In Checkmate 067, serious adverse reactions (73% and 37%), adverse reactions leading to permanent discontinuation (43% and 14%) or to dosing delays (55% and 28%), and Grade 3 or 4 adverse reactions (72% and 44%) all occurred more frequently in the OPDIVO plus YERVOY arm relative to the OPDIVO arm. The most frequent (≥10%) serious adverse reactions in the OPDIVO plus YERVOY arm and the OPDIVO arm, respectively, were diarrhea (13% and 2.6%), colitis (10% and 1.6%), and pyrexia (10% and 0.6%). In Checkmate 037, serious adverse reactions occurred in 41% of patients receiving OPDIVO. Grade 3 and 4 adverse reactions occurred in 42% of patients receiving OPDIVO. The most frequent Grade 3 and 4 adverse drug reactions reported in 2% to <5% of patients receiving OPDIVO were abdominal pain, hyponatremia, increased aspartate aminotransferase, and increased lipase. In Checkmate 066, serious adverse reactions occurred in 36% of patients receiving OPDIVO. Grade 3 and 4 adverse reactions occurred in 41% of patients receiving OPDIVO. The most frequent Grade 3 and 4 adverse reactions reported in ≥2% of patients receiving OPDIVO were gamma-glutamyltransferase increase (3.9%) and diarrhea (3.4%). In Checkmate 057, serious adverse reactions occurred in 47% of patients receiving OPDIVO. The most frequent serious adverse reactions reported in ≥2% of patients were pneumonia, pulmonary embolism, dyspnea, pleural effusion, and respiratory failure. In Checkmate 025, serious adverse reactions occurred in 47% of patients receiving OPDIVO. The most frequent serious adverse reactions reported in ≥2% of patients were acute kidney injury, pleural effusion, pneumonia, diarrhea, and hypercalcemia.

Common Adverse Reactions

In Checkmate 067, the most common (≥20%) adverse reactions in the OPDIVO plus YERVOY arm were fatigue (59%), rash (53%), diarrhea (52%), nausea (40%), pyrexia (37%), vomiting (28%), and dyspnea (20%).
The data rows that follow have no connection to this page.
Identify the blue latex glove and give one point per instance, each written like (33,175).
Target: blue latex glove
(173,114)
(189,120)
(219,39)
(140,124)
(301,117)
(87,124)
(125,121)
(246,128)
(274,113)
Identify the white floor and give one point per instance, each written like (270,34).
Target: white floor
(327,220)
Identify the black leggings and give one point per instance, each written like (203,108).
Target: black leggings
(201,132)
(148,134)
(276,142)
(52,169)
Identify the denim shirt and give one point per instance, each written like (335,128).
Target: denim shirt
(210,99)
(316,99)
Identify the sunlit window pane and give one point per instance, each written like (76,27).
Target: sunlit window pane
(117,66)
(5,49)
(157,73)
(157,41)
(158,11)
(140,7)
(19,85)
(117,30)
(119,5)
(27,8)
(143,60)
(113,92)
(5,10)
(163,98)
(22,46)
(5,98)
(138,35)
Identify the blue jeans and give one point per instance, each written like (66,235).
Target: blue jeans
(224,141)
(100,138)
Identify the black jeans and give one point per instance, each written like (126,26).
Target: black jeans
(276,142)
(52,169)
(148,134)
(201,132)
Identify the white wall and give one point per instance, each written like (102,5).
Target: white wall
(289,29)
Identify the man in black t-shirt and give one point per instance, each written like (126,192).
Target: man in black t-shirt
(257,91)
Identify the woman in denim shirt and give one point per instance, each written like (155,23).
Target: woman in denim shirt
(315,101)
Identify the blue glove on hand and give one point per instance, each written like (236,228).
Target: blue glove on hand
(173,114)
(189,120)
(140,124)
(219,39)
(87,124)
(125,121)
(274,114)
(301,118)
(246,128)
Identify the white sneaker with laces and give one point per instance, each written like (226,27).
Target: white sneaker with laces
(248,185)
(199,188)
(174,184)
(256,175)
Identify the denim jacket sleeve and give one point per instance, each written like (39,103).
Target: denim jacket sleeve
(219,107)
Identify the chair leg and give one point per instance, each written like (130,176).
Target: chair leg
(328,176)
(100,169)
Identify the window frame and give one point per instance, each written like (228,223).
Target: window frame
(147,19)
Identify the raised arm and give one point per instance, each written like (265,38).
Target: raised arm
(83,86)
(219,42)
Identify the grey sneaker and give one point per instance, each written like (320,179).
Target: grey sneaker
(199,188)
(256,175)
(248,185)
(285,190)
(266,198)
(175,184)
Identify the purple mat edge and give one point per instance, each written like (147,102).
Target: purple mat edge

The most common (≥20%) adverse reactions in the OPDIVO arm were fatigue (53%), rash (40%), diarrhea (31%), and nausea (28%). In Checkmate 037, the most common adverse reaction (≥20%) reported with OPDIVO was rash (21%). In Checkmate 066, the most common adverse reactions (≥20%) reported with OPDIVO vs dacarbazine were fatigue (49% vs 39%), musculoskeletal pain (32% vs 25%), rash (28% vs 12%), and pruritus (23% vs 12%). In Checkmate 057, the most common adverse reactions (≥20%) reported with OPDIVO were fatigue (49%), musculoskeletal pain (36%), cough (30%), decreased appetite (29%), and constipation (23%). In Checkmate 025, the most common adverse reactions (≥20%) reported in patients receiving OPDIVO vs everolimus were asthenic conditions (56% vs 57%), cough (34% vs 38%), nausea (28% vs 29%), rash (28% vs 36%), dyspnea (27% vs 31%), diarrhea (25% vs 32%), constipation (23% vs 18%), decreased appetite (23% vs 30%), back pain (21% vs 16%), and arthralgia (20% vs 14%).

In a separate Phase 3 study of YERVOY 3 mg/kg, the most common adverse reactions (≥5%) in patients who received YERVOY at 3 mg/kg were fatigue (41%), diarrhea (32%), pruritus (31%), rash (29%), and colitis (8%).